Après la sortie de son disque annuel chroniqué ici même par Laurent Bury, c’est avec beaucoup de curiosité que l’on assiste de visu au « dolce duello » de Cecilia Bartoli avec Sol Gabetta, deux artistes qu’on n’aurait jamais imaginé se produire ensemble, et qui plus est à égalité. Le Festspielhaus de Baden-Baden, encore sous le coup de l’extraordinaire émotion du récital de Philippe Jaroussky quelques jours plus tôt, se demande si la magie peut se renouveler. Première constatation : l’ensemble mené par le violoniste Andrés Gabetta, frère de Sol, est tout aussi vif, amène et plein d’énergie. Autre point commun, les musiciens de la Cappella Gabetta sont presque tous debout et littéralement transportés par la fougue de leur chef, vibrionnant tel un moderne Paganini. L’excellence de la formation met encore davantage en valeur la personnalité de Sol Gabetta, merveilleuse violoncelliste dont on comprend tout à fait, en la voyant jouer, ce qui a pu pousser la mezzo romaine à la choisir comme partenaire pour un programme complet. La jeune franco-argentine possède un toucher à la fois très – apparemment – naturel et époustouflant de virtuosité. Les couleurs de son instrument évoquent les voix les plus flexibles et affirmées. Une belle découverte et une grande artiste à suivre.
Cecilia Bartoli, quant à elle, semble tout d’abord bien en retrait, assagie et mesurée. On admire les vocalises réussies et curieusement lentes, comme étouffées, qui laissent cependant perplexes tant les notes meurent vite. Sans doute notre diva est-elle en petite forme, se dit-on, ou alors elle évolue dans des sentiers de traverse auxquels il faudra s’habituer. Mais au fur et à mesure que les airs s’enchaînent, alternant les lamentations et les airs de fureur ou d’expressivité virtuose, on la retrouve, tant notre diva s’affirme dans tout ce qui la caractérise. On la reconnaît notamment, au sommet de son art, dans un ineffable « Lascia la spina cogli la rosa », que le public écoute en retenant son souffle quand celui de l’interprète se fait brise délicate et lumineuse poésie. Bien sage dans sa petite robe noire et tout en retenue, elle n’en est pas moins capable de vocalises ébouriffantes dignes de ses grands jours, notamment dans « O placido il mare » où, totalement débridée, tout est « colpa del vento », effet bourrasques venteuses garanti. C’est à la fougue d’une Scarlett O’Hara qu’elle fait penser quand elle revient en deuxième partie dans une nouvelle robe superbe qui semble coupée dans de somptueux rideaux. D’amples fleurs contribuent à faire prendre tournure à cette généreuse tenue que portent élégamment les deux jeunes femmes, à l’identique. Et qu’à cela ne tienne qu’elles n’aient pas le même gabarit ; elles sont idéalement (et également) belles et épanouies.

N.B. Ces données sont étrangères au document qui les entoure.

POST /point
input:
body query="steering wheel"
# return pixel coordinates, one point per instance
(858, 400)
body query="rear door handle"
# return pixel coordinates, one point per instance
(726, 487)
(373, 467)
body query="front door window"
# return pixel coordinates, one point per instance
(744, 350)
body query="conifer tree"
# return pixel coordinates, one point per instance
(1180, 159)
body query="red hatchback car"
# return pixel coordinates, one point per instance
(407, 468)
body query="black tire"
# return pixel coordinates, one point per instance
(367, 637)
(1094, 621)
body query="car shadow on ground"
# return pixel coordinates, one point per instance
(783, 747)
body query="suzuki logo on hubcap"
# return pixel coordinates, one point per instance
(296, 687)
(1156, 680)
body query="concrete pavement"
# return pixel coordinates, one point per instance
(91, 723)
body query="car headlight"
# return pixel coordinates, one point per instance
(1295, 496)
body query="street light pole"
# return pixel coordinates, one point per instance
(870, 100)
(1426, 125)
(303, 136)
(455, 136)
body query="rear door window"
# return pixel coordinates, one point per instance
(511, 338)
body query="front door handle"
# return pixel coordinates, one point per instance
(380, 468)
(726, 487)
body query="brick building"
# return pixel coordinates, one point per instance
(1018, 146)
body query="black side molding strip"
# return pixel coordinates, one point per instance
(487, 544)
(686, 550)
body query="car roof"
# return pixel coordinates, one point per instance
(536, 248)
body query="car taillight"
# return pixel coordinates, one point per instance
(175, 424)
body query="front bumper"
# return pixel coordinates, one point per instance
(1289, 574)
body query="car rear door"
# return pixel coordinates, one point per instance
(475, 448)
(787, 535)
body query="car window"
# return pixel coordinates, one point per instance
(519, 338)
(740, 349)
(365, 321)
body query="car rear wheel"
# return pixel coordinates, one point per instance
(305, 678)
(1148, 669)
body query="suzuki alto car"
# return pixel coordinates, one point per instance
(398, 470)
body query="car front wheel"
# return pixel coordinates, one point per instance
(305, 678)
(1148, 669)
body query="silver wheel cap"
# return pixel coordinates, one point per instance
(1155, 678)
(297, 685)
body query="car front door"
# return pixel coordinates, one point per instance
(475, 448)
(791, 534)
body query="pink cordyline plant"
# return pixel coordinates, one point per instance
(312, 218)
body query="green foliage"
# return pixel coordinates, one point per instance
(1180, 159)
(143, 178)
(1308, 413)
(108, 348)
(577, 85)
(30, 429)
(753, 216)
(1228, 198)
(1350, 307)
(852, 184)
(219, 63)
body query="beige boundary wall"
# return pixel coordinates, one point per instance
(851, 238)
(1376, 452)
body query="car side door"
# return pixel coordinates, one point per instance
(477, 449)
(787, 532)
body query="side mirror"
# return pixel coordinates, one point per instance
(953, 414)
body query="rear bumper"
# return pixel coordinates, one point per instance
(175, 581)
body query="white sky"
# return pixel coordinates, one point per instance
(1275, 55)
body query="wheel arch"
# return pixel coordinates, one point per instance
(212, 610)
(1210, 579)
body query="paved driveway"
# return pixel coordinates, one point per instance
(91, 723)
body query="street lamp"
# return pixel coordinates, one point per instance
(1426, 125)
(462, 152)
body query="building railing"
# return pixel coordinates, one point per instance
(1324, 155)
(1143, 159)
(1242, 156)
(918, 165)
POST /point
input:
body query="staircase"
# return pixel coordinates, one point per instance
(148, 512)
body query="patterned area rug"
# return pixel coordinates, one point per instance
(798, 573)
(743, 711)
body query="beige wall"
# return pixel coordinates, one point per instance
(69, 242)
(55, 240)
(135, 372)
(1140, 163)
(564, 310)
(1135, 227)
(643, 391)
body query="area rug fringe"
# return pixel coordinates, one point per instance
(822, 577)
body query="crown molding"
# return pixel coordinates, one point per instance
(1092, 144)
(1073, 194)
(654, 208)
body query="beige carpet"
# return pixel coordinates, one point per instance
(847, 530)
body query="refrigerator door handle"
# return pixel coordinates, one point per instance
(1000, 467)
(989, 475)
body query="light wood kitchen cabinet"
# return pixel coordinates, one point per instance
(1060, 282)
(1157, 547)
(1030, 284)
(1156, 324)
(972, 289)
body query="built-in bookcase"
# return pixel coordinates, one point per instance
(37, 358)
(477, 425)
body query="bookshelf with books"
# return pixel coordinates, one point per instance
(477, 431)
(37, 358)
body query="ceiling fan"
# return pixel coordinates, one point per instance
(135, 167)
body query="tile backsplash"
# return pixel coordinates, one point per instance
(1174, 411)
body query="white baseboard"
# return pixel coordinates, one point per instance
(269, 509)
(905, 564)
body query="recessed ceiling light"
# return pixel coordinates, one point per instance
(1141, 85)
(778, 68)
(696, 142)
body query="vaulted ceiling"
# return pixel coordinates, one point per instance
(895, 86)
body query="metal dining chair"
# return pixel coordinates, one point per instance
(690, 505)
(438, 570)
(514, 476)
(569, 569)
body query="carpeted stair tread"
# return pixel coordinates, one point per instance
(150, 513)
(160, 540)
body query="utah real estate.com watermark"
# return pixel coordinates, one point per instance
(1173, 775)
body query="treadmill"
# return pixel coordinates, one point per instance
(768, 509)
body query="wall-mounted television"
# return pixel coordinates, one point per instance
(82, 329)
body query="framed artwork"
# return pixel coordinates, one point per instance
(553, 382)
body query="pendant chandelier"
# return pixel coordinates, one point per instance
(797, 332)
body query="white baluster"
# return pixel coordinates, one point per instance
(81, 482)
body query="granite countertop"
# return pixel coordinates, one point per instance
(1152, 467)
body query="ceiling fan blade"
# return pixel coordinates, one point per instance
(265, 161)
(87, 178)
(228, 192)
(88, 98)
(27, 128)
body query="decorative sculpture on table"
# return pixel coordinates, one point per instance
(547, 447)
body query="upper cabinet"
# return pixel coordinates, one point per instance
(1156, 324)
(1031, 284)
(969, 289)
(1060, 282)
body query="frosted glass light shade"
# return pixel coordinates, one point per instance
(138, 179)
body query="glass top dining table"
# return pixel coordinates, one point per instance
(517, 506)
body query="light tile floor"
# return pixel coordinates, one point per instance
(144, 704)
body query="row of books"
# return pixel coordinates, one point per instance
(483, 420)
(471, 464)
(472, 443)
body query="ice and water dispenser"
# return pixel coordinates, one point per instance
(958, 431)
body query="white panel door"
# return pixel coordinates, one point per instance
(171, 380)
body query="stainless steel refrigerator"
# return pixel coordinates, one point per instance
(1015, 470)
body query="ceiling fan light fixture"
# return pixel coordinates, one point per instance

La douce tornade se prolonge avec de nombreux rappels et le récital s’achève quarante minutes après l’heure prévue sans qu’on ait vu le temps passer. La Tarentelle sied comme un gant à la belle romaine et il faut la voir s’accompagner elle-même du tambourin dans la séguedille de Nebra… Sol Gabetta, pour sa part, tire de son violoncelle des sonorités plus qu’inattendues et emballe définitivement son public. Tout le monde fond pour un « Non ti scordar di me » en duo d’anthologie. Comment pourrait-on d’ailleurs jamais oublier ?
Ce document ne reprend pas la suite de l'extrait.